Small-business credit applications look much like credit card applications. Once presented with reams of forms to complete, an owner can now simply return one-page forms to the bank.
"The applications are all the same," said Terri Austerberry, a McKinsey & Co. senior consultant. "You take away the relationship and the geographic constraints and make it more of a commodity business."
The standardization of credit products is leading to another major development that could alter the small-business market's profit dynamics: securitization.
Loans underwritten by similar or uniform means become easier to pool as securities and sell to investors.
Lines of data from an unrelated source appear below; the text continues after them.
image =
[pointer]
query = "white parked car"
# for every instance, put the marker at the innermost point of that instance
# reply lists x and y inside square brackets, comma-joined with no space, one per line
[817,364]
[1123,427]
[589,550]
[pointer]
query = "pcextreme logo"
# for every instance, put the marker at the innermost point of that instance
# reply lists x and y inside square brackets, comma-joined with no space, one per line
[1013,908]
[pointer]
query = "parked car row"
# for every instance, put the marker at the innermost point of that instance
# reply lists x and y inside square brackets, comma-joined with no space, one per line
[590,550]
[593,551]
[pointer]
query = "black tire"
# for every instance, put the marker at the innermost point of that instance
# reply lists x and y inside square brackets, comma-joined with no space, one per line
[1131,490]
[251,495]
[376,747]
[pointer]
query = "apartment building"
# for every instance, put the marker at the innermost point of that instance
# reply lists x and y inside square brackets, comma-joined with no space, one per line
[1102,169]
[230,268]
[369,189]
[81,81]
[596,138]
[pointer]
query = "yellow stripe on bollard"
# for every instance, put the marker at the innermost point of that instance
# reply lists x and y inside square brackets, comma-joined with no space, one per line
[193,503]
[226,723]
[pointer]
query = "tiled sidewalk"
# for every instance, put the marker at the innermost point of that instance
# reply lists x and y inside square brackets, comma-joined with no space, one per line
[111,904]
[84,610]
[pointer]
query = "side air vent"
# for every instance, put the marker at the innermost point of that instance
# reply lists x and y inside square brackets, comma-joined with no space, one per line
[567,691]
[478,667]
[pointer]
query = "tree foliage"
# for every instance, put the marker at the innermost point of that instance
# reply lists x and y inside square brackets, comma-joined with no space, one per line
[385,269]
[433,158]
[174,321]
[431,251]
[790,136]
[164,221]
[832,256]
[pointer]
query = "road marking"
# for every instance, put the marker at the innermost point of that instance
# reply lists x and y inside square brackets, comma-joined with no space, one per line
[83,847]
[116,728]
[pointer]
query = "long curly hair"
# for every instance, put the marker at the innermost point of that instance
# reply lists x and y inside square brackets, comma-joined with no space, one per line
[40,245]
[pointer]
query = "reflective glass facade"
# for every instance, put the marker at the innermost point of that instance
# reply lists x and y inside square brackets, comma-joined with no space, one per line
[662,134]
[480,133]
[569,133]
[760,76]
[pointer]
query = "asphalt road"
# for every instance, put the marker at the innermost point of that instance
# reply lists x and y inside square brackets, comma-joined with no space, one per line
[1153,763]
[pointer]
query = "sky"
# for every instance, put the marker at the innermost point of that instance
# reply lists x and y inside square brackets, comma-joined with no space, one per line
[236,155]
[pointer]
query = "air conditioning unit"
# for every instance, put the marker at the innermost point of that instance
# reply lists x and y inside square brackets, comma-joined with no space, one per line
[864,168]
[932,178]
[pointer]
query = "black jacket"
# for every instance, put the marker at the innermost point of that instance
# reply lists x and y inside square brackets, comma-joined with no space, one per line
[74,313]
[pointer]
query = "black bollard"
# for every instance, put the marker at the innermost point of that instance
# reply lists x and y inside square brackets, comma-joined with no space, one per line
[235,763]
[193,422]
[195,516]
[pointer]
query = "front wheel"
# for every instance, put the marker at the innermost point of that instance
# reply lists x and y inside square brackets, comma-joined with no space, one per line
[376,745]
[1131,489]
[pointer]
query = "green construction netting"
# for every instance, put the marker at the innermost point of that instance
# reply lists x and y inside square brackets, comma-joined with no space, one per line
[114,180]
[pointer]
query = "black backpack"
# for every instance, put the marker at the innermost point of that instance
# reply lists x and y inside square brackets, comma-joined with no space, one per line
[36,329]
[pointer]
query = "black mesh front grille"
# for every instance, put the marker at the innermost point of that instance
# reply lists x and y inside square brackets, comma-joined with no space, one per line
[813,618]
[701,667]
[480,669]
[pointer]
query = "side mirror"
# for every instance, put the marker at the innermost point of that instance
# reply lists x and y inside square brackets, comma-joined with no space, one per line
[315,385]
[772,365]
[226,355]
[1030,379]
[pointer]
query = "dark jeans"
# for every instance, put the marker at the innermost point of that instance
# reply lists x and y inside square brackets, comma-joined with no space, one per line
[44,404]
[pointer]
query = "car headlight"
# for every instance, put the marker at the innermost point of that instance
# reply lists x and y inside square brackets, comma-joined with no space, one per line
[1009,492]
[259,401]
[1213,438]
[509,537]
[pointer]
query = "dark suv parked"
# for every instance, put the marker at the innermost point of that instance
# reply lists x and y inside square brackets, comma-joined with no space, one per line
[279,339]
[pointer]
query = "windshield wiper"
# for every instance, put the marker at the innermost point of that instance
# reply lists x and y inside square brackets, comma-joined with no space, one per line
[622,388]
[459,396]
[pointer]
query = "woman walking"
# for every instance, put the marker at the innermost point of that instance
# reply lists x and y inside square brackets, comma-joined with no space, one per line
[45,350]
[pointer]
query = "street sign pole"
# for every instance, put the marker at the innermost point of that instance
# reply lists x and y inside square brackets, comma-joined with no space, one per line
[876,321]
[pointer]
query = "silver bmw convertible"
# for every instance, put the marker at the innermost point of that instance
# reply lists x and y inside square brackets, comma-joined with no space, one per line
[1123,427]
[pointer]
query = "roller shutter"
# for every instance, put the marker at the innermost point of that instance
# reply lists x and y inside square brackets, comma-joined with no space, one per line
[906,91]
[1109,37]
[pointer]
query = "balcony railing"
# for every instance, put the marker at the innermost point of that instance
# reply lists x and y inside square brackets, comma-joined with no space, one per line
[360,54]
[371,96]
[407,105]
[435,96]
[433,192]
Small Business Administration loans are routinely securitized and moves are afoot to extend the practice to other business loans.
Banks exploring this method are spurred on by the successes of nonbank SBA lenders and by Wall Streeters eager to devise new types of securities to profit from an extended bull market.
Proponents of securitization say price competition will force banks to use credit scoring and securitize their loans as a way to fuel growth and generate fee income from servicing-in much the same way mortgage bankers don't make money on spreads but on loan servicing and origination income.
"I don't wonder whether it will happen-it's a question of when," Gary Klein, a Signet executive vice president, said of small-business securitization.
Mr. Asch said credit scoring could be used as a basis for creating fairly homogeneous pools of small-business loans with a similar likelihood of repayment.
A bank software company and a California firm that securitizes mortgages already have teamed up to create a company to securitize community bank small-business term loans for equipment and lines of credit backed by accounts receivable.
Thomas Sidley, chief operating officer of the securitizing firm, nicknamed Lori Mae, said it plans to securitize $20 million in small- business loans this year and as much as $120 million next year.
Mr. Sidley said banks that securitize such loans could bring their returns on equity from an average of 15.6% closer to the 25.6% average for finance companies.
"The pattern has already been established," Mr. Sidley said. "If you look at how the mortgage market has evolved, you could see the same thing happening with small business."
Most bankers cringe at the idea that a bread-and-butter business could be reduced to a world of cutthroat competition with razor-thin profit margins. But the momentum may be unstoppable.
At the Consumer Bankers Association's small-business conference, Frederick O. Terrell, chief executive officer of Provender Capital, spoke to more than 100 bankers about the benefits of securitization.
"Is there any reason small business wouldn't look like mortgages?" asked James Manfuso, a consultant with BenchMark 2000.
"Well, since you raised the issue," Mr. Terrell responded with a smile, "That will happen. There are too many forces that are hungry to do it."